Alternative fuel vehicles (AFVs) have been available for almost two decades, but have now reached more than 3% of the UK’s new car market. The growth in AFV registrations (53,902 in the first eight months of this year) is also significant – up 22% over the same period in 2015.
That market share is only likely to increase, now the majority of car brands have AFVs in their ranges. Motorists can pick from almost three dozen electrically powered or assisted
vehicles, from hybrids such as the Toyota Prius (which launched in 1997) and Lexus NX, plug-in hybrids such as the Mitsubishi Outlander PHEV and Volvo XC90 T8, or pure electric cars such as the BMW i3, Nissan Leaf, and Tesla Model S.
From showroom to classroom
Dealers offering AFVs are often re-educating the consumer, who has become accustomed to covering more than 400 miles between weekly fill-ups, convincing them that they can change their driving habits, save money and reduce their impact on the environment.
The average UK motorist drives 32 miles a day, according to the Office for National Statistics, so the fear of being left stranded in a pure EV is not generally borne out by reality. Studies of EV usage have shown the majority of charging is done at home or at a workplace.
Robert Tweedie, former EV category manager and now fleet sales director at Nissan Motor GB, said: “Our network has now been selling electric cars for five years and that experience comes through in an efficiency of sales process and its engagement with the Leaf.”
In that time, he said dealers have learned that the Leaf is a product that can be accessible to all. Where customers become aware of and understand its advantages, he said, it becomes a rational choice and they make the product work in their lifestyles.
Tweedie believes the key is ensuring the Leaf is the right fit for the customer. To achieve this, sales staff on site must properly qualify the prospective buyer to find out their daily mileage and whether they have off-street parking where a charger could be installed, he said. Interested customers can book a four-day test drive from their local Nissan dealership.
Dealers also carry out workplace promotion, taking Nissan’s electric vehicles out to businesses and demonstrating how they can benefit them. Nissan GB provides centralised support for this, through marketing materials and presentations.
Nathan Tomlinson, managing director of Mitsubishi dealership Devonshire Motors, said the sales process for hybrids and other AFVs needs to be different to that used for normal vehicles.
“The length of time from enquiry to sale is much longer with a hybrid vehicle – mainly due to a much more comprehensive sales process, but also because it’s important that customers take their time to assimilate all the information and make a fully informed decision.
“Hybrid technology provides some outstanding benefits, but we have to be very careful to understand the customer’s intended use and make sure that a hybrid is the best option for them.”

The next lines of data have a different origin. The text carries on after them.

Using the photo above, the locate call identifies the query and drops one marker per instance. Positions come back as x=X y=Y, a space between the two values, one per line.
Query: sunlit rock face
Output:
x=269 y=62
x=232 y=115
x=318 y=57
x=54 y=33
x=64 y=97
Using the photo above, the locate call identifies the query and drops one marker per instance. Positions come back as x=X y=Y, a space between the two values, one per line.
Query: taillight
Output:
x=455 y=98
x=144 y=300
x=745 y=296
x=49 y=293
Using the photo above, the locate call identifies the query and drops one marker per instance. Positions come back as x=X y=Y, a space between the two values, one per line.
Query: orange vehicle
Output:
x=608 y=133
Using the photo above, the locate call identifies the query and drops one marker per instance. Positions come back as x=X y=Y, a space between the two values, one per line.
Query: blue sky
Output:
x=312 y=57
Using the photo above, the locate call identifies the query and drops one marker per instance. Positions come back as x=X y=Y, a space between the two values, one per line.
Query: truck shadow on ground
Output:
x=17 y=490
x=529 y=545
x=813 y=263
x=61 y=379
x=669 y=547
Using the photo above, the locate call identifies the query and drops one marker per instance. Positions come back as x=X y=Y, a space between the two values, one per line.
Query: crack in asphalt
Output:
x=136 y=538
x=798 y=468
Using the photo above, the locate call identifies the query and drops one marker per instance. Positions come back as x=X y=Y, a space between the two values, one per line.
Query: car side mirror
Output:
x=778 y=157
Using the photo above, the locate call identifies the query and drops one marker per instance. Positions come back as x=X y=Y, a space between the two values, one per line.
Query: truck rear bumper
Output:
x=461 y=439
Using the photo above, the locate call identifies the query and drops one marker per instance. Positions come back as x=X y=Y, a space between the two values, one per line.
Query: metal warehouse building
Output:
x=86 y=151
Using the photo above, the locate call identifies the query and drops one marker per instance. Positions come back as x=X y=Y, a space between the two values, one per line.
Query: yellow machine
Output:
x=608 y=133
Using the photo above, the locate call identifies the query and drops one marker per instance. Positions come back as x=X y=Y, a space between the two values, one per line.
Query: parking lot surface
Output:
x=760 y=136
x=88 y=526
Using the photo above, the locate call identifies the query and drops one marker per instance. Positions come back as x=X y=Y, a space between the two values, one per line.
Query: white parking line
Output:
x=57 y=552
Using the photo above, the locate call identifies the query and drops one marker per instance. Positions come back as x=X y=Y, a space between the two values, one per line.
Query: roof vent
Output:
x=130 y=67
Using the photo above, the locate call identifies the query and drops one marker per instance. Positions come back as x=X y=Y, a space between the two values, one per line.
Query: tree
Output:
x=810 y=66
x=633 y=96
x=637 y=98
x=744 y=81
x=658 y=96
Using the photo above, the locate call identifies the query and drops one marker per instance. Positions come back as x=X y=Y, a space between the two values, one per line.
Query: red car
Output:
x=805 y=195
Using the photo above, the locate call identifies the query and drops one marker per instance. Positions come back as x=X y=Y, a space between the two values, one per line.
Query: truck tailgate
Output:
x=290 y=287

The critical factors in recommending the Outlander PHEV, said Tomlinson, are that the customer’s daily usage will be below 100 miles and they have off-road parking suitable for installation of a charging point.
Multiple test drives and visits are very common as people introduce themselves to the concept of plug-in hybrids, go away to think about it and then come back to try out different scenarios, said Tomlinson.
“If customers experience the car for longer, it builds a connection with the dealer Ewan Shepherd, Lexus UK
At Devonshire Motors, an initial PHEV test drive is always accompanied in order to demonstrate and familiarise. After that, it encourages the customer to take a demonstrator for a day or two to get a real ownership experience. Every order placed is accompanied by a memory stick of materials for the customer to take home.
Tomlinson said the handover of a high-spec hybrid to a first-time buyer can be anything up to two hours long, with driving and charging tips, familiarisation and running through specific points such as the smartphone app, which lets users preheat the vehicle and set charging timers. To avoid information overload, Devonshire Motors also invites them back after a few days and again after a month for re-familiarisation sessions as required.
The market leader for hybrid sales is Toyota GB, and its president and managing director Paul Van der Burgh said there are still misconceptions about what hybrid is – some people think it may be expensive to buy or run and requires plugging in. After more than a decade selling hybrids, Toyota’s dealers have moved from selling a technology to selling a benefit.
Ewan Shepherd, director of Lexus UK, where 95% of sales are hybrids, added: “If you test-drive a hybrid, you become convinced. With customers who come in worried about the technology, that goes away when they’ve experienced it for a couple of hours.”
Lexus currently has a programme of 24-hour test drives. “It builds trust with the retailer as well, if they’re given the opportunity to experience the car for longer, it builds a connection with the dealer,” said Shepherd.
Van der Burgh said the smooth operation of hybrids can make it difficult for the driver to understand when the car is under electric power, so Toyota sales executives are encouraged to show the customer the in-car app, which records it. Toyota’s research has shown Prius owners spent about 40% of their driving time under electric.
While AFVs are still a small proportion of all demand, and there’s uncertainty how long the Government will subsidise their adoption, they are set to become a feature of most dealers’ forecourts.